Le Digital Humanities costituiscono una disciplina ombrello, caratterizzata anche dalla diffusione e dall’impiego di diversi linguaggi informatici in molteplici ambiti dell’indagine umanistica. Comprendere il funzionamento di questi linguaggi e le differenze che li contraddistinguono significa non solo adottarli con maggiore consapevolezza, ma anche prospettare una comunicazione più efficace tra i loro utilizzatori, siano essi persone o applicazioni software.

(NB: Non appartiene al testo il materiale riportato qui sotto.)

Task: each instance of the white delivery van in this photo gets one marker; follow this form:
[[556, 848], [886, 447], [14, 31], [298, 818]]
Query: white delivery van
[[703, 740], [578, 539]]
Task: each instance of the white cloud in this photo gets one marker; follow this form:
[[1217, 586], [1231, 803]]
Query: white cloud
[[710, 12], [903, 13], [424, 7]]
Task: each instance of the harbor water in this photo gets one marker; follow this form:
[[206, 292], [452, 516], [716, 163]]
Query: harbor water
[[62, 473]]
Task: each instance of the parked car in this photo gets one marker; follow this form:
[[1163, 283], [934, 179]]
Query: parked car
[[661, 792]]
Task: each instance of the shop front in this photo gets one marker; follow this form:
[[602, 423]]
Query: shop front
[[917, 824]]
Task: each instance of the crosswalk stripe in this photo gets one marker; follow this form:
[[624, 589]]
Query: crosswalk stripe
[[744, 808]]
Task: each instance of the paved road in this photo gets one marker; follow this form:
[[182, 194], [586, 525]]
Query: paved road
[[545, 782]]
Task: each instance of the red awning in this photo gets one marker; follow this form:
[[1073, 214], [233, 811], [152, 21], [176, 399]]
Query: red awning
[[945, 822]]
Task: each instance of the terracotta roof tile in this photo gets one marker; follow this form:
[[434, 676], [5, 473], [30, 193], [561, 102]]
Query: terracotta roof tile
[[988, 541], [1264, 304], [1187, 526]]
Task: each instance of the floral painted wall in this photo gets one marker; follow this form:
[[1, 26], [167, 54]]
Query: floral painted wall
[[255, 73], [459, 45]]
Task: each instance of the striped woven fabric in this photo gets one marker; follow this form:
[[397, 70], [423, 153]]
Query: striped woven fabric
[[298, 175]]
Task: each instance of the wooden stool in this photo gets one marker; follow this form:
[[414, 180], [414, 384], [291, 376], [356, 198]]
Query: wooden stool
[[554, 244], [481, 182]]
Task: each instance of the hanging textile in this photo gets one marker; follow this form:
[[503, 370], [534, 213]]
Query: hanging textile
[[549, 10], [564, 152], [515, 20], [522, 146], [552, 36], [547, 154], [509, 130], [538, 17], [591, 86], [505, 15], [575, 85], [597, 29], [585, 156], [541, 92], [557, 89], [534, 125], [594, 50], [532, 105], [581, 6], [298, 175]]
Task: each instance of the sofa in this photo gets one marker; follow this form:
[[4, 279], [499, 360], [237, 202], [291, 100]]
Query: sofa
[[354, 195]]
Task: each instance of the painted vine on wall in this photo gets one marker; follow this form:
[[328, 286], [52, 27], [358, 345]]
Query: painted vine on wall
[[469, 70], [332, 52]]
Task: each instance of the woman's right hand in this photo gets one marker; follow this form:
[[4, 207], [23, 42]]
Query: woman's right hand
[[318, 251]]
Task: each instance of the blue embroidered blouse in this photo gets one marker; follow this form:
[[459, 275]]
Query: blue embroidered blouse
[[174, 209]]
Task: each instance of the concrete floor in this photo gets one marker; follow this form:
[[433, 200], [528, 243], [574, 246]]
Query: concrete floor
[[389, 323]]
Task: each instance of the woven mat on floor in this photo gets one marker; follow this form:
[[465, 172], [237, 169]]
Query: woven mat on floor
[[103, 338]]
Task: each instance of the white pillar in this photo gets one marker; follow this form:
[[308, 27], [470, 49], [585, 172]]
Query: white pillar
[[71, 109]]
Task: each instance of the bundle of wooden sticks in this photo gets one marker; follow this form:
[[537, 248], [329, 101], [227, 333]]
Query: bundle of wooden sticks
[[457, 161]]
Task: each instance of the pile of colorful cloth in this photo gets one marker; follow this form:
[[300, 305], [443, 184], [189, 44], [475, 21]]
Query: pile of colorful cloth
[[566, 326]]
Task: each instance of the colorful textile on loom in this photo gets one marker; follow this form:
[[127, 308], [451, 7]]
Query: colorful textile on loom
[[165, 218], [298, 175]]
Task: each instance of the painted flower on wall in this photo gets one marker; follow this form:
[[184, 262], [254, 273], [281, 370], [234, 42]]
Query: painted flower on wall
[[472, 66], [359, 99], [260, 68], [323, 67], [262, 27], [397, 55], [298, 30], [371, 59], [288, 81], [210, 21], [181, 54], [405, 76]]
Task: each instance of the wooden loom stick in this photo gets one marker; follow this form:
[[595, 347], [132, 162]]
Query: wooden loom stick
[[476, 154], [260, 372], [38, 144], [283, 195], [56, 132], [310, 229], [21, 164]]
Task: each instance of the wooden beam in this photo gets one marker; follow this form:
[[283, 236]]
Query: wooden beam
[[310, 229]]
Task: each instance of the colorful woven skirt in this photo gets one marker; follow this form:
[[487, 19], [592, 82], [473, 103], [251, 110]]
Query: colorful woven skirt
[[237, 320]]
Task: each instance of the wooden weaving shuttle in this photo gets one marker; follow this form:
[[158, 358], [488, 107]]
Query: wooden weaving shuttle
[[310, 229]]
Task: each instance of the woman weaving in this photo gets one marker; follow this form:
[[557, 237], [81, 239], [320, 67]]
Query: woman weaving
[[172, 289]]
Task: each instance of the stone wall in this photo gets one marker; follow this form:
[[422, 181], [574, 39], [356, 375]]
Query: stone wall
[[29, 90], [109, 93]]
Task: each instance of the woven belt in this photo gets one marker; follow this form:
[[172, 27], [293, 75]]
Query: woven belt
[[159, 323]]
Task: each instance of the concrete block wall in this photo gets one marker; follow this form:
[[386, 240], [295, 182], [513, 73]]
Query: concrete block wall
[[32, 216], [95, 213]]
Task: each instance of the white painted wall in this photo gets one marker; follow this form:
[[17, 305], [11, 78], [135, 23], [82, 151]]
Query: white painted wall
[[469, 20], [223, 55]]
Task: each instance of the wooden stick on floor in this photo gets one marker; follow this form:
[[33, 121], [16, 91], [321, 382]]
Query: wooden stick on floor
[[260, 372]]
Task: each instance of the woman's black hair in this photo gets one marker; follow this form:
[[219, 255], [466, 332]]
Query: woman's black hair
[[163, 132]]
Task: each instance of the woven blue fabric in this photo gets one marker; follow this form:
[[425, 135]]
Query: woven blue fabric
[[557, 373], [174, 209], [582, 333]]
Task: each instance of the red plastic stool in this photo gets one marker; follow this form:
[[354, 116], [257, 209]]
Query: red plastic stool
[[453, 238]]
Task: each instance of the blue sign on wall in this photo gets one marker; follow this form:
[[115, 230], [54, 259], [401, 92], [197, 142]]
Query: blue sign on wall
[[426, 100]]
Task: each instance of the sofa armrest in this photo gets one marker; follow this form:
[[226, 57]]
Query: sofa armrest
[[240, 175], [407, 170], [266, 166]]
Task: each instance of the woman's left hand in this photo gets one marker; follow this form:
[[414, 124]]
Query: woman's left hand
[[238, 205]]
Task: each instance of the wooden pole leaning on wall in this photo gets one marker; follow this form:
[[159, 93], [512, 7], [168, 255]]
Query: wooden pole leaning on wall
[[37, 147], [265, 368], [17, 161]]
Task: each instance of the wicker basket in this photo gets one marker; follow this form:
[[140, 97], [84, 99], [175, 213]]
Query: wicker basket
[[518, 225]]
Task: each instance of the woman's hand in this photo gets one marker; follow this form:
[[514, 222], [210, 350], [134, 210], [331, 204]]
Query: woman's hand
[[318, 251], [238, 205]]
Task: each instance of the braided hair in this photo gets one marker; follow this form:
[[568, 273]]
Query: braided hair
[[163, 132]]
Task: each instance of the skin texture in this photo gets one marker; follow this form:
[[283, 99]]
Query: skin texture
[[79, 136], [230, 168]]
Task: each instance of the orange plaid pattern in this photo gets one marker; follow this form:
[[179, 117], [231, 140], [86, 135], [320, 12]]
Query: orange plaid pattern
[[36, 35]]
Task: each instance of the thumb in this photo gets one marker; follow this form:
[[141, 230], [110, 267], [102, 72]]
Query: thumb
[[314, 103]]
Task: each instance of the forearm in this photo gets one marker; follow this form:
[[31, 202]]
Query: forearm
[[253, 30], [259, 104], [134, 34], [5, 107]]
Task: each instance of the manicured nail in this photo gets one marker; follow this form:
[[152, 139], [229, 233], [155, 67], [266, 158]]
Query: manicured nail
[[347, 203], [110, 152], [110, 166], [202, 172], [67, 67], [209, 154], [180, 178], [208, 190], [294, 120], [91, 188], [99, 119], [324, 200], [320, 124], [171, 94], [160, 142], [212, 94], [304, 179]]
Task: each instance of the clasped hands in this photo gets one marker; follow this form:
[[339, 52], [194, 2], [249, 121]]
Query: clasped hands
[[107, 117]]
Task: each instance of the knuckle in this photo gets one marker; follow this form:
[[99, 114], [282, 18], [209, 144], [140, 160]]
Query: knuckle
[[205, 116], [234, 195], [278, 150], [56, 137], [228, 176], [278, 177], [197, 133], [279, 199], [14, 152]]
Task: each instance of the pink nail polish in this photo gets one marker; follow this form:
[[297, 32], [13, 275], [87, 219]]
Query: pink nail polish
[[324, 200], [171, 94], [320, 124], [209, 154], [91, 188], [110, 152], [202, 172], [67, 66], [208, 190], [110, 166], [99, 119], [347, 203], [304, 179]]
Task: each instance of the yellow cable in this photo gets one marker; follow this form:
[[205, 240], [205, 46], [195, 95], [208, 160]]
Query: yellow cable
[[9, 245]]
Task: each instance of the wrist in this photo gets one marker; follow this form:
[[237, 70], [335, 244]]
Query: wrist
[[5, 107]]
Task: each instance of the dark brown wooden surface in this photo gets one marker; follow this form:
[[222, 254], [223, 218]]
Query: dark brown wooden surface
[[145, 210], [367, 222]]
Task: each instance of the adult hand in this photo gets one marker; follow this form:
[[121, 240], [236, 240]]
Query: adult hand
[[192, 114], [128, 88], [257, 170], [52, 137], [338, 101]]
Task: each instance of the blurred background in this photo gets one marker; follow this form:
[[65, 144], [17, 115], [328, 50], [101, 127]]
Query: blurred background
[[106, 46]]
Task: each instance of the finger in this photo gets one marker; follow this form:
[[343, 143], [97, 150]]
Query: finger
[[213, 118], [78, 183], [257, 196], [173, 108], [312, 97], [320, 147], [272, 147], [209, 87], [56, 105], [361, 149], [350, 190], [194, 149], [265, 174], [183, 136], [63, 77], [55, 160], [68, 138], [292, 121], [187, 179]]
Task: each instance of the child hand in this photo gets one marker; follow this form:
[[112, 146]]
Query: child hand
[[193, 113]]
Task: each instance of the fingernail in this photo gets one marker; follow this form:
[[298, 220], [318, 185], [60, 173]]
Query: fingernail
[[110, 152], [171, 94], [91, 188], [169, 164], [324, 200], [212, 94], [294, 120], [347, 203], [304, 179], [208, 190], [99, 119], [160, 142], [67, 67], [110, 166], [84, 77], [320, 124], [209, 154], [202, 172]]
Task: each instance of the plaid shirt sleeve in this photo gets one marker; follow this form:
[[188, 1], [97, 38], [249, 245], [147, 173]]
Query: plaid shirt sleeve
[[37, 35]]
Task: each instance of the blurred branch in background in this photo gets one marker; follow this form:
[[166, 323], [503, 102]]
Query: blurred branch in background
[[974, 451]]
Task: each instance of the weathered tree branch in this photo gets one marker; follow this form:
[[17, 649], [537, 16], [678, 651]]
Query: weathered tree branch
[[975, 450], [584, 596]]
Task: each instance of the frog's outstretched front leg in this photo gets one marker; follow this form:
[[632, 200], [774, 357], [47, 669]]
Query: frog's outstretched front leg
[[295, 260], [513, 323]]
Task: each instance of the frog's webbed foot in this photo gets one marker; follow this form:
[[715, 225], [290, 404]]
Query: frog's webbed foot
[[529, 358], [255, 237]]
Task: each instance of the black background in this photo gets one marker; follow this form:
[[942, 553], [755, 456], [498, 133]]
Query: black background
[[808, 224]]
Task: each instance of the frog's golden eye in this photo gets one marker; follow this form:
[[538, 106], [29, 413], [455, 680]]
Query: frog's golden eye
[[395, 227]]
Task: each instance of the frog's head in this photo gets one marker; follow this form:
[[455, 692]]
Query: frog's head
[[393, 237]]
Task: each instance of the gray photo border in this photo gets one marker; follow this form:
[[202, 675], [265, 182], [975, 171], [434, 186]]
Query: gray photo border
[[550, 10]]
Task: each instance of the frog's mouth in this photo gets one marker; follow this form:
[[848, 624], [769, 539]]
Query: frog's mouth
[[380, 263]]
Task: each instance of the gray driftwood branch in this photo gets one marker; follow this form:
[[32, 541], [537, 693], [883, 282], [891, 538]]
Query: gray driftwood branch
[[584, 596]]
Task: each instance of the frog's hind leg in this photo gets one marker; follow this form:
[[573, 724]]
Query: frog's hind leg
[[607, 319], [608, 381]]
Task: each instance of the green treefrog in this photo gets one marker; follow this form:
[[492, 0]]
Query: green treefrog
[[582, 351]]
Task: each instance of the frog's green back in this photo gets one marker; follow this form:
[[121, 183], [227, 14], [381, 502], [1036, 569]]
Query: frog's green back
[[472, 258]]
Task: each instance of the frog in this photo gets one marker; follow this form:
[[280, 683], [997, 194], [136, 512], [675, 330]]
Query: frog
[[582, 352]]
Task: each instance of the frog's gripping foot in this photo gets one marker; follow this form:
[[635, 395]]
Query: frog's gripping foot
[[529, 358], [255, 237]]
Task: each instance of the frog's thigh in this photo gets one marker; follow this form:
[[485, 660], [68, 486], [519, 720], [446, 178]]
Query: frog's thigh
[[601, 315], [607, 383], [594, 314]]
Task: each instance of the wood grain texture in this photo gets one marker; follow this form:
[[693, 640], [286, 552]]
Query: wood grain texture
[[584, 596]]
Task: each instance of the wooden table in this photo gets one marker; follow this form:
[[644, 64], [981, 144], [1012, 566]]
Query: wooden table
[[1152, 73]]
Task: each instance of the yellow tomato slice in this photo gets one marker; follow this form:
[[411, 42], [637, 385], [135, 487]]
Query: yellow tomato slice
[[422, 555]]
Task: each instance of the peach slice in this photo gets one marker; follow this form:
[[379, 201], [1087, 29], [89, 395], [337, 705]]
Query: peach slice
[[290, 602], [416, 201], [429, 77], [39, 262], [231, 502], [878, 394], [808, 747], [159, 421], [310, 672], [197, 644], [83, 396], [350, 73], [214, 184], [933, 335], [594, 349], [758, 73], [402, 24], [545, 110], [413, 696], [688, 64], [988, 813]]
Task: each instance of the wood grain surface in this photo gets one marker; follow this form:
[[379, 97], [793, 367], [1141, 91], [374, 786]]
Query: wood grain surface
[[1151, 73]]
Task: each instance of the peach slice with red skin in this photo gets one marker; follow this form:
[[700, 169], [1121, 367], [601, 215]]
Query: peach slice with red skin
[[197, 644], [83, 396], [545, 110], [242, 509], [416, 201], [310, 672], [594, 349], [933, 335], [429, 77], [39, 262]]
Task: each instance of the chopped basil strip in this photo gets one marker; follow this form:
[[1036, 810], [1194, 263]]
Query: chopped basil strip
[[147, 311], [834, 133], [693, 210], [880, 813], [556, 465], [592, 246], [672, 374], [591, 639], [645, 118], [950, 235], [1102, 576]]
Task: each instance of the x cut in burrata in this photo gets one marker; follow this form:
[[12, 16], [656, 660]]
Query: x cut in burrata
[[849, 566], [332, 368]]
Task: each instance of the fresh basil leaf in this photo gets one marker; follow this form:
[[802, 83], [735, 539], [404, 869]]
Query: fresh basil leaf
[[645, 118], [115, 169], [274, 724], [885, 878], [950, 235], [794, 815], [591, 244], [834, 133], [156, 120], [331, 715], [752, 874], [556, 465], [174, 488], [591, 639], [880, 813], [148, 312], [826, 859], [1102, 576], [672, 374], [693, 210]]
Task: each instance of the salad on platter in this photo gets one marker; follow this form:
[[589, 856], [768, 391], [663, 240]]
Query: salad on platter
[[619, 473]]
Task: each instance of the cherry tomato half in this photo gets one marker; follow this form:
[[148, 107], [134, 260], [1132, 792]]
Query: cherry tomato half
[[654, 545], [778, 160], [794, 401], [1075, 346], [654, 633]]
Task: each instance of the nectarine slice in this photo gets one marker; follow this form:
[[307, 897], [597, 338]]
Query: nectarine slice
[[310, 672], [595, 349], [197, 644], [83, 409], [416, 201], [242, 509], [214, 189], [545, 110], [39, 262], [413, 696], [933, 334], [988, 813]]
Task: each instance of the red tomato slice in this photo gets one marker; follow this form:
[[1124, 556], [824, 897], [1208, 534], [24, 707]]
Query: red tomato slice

Attraverso l’introduzione di esempi concreti e casi studio, questo seminario si concentrerà su due tipologie di linguaggi ampiamente utilizzati nelle Digital Humanities, entrambi volti a supportare la comunicazione tra esseri umani e sistemi informatici: i linguaggi ontologici e i linguaggi di markup.
I primi, basati su principi espliciti per la gestione dell’informazione nota e ignota, consentono di attribuire un valore di verità anche a enunciati che non fanno riferimento diretto al contenuto esplicito dell’ontologia. Ciò è reso possibile dal legame strutturale tra contenuto, linguaggio e principi adottati, che conferisce alle ontologie una forte stabilità epistemica.
Al contrario, i linguaggi di markup – come XML – non possiedono principi interni per trattare l’informazione ignota. In quanto metalinguaggi, offrono un’elevata flessibilità interpretativa, ma proprio per questo possono condurre a letture divergenti dello stesso documento, compromettendo la chiarezza comunicativa tra i soggetti coinvolti.
Il seminario proporrà una riflessione su come queste differenze strutturali incidano profondamente sulla funzione comunicativa dei documenti digitali, e sul perché un uso non consapevole di questi linguaggi possa compromettere la qualità e l’affidabilità dell’informazione nelle pratiche delle Digital Humanities.
Il seminario, aperto al pubblico, è corso istituzionale del corso di laurea magistrale di Informatica umanistica.